# POPH90013 Biostatistics: Assignment 1 Answer

Biostatistics POPH90013

Assignment 1

Question 1 [Total 14 marks] Note: This question does not require Stata. The two Figures in this question were originally published in the article by Benhamou AH et al. “Correlation between specific immunoglobulin E levels and the severity of reactions in egg allergic patients”, Pediatr Allergy Immunol (2008), issue 19, pp. 173–179. The authors used clinical data of 51 oral food challenges to egg, raw or cooked, performed between January 2003 and December 2005. The aim of this study was to determine whether specific immunoglobulin E (IgE) titres were associated with the severity of the reaction during a standardized egg challenge. Serum was obtained for quantification of egg white IgE antibody titres on the day of the food challenge, or within a time range of <6 month before. For illustration purposes, the egg white specific IgE levels were used after the log transformation.

a) [6 marks] Describe how the distribution of log egg white IgE differs between the three groups in Figure 1. Limit comments to comparing the location, spread and maximum/minimum levels of log egg white IgE.

Note: There is no need to report the numerical value of the summary statistics you use; instead you should refer to the name of the summary statistic you are comparing (e.g., median increases/decreases).

b) [2 marks] From Figure 1, which group (no reaction, moderate or severe) has a skewed distribution for log egg white IgE? How can you tell from the box and whisker plot?

c) [4 marks] Using Figure 1 only, draw three new box and whisker plots for egg white IgE, instead of log egg white IgE, in patients with no clinical reaction, moderate reactions, and severe reactions during the food challenge.

From the three new box and whisker plots, which groups (no reaction, moderate or severe) have a skewed distribution for egg white IgE?
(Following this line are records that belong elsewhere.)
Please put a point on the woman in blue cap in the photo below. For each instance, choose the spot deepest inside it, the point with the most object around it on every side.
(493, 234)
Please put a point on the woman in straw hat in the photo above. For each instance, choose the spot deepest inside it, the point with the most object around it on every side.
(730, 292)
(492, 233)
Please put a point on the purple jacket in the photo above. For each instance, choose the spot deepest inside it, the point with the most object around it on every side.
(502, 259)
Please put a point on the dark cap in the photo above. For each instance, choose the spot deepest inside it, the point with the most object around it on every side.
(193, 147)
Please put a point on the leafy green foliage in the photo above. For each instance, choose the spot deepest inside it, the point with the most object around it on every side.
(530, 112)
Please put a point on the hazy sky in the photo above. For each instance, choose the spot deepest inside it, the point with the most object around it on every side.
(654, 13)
Hint: Use the box and whisker plots in Figure 1 to estimate (i.e. make an educated guess based on what you see in the visual display of data) the relevant values of the median, 25% and 75% percentiles, maximum and minimum values for each plot. Then, to get the egg white IgE, “remove” the log transformation by taking the exponent of these values (i.e., by using the e or the exp button on the calculator).
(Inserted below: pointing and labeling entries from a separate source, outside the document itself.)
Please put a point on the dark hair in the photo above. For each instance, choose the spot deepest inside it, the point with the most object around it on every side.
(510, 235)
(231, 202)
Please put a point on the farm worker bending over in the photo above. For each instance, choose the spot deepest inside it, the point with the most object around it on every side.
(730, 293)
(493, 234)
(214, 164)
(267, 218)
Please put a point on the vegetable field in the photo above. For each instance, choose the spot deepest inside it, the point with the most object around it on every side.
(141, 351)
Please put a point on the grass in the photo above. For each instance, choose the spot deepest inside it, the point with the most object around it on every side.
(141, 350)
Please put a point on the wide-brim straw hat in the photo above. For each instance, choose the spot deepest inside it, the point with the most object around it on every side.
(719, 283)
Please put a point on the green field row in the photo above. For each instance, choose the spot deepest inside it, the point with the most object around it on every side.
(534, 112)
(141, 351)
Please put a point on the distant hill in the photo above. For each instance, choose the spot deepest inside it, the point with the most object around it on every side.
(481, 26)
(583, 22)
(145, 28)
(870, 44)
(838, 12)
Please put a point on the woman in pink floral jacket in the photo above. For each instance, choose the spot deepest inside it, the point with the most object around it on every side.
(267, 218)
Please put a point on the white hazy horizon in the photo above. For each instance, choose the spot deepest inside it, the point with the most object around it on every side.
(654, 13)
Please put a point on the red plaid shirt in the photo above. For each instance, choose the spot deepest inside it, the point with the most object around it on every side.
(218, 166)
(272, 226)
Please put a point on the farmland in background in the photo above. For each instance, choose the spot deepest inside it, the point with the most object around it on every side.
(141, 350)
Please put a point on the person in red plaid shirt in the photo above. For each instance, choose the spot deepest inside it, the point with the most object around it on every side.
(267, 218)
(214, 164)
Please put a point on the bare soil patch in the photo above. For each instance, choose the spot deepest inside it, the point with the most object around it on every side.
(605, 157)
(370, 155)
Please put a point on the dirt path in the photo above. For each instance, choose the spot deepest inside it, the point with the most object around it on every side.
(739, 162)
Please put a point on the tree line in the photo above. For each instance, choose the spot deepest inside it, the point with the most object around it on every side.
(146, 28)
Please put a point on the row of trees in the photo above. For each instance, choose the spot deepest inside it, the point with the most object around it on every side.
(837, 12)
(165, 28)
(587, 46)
d) [2 marks] Based only on Figure 2 below, if you see a patient result with value of log egg white IgE equal to 1.1 KU/l, is it more likely that the patient was exposed to a raw egg or a cooked egg? Why?

Question 2 [Total 10 marks] Note:

This question does not require Stata. Table 1 (see below) gives the results of a randomised controlled trial comparing two types of weekly therapeutic venesection (blood removal) for the treatment of severely elevated serum ferritin (SF), a biochemical marker of iron overload disease. The first therapy was whole blood donation (call this therapy “Whole Blood”). The second therapy was “plasmapheresis” where, after the initial removal and separation of whole blood, the blood cells are returned to the body, so this therapy involves the net removal of plasma only (call this therapy “Plasma Only”). The aim of the trial was to determine whether removal of bloods cells and plasma (“Whole blood”), rather than just plasma alone (“Plasma Only”), was more effective in reducing SF. Investigators based their statistical analysis of the data from this trial on a two-group (“Whole Blood” and “Plasma Only”) comparison of sample means of SF. A difference in mean SF of 100 ng/L corresponds to a clinically relevant effect.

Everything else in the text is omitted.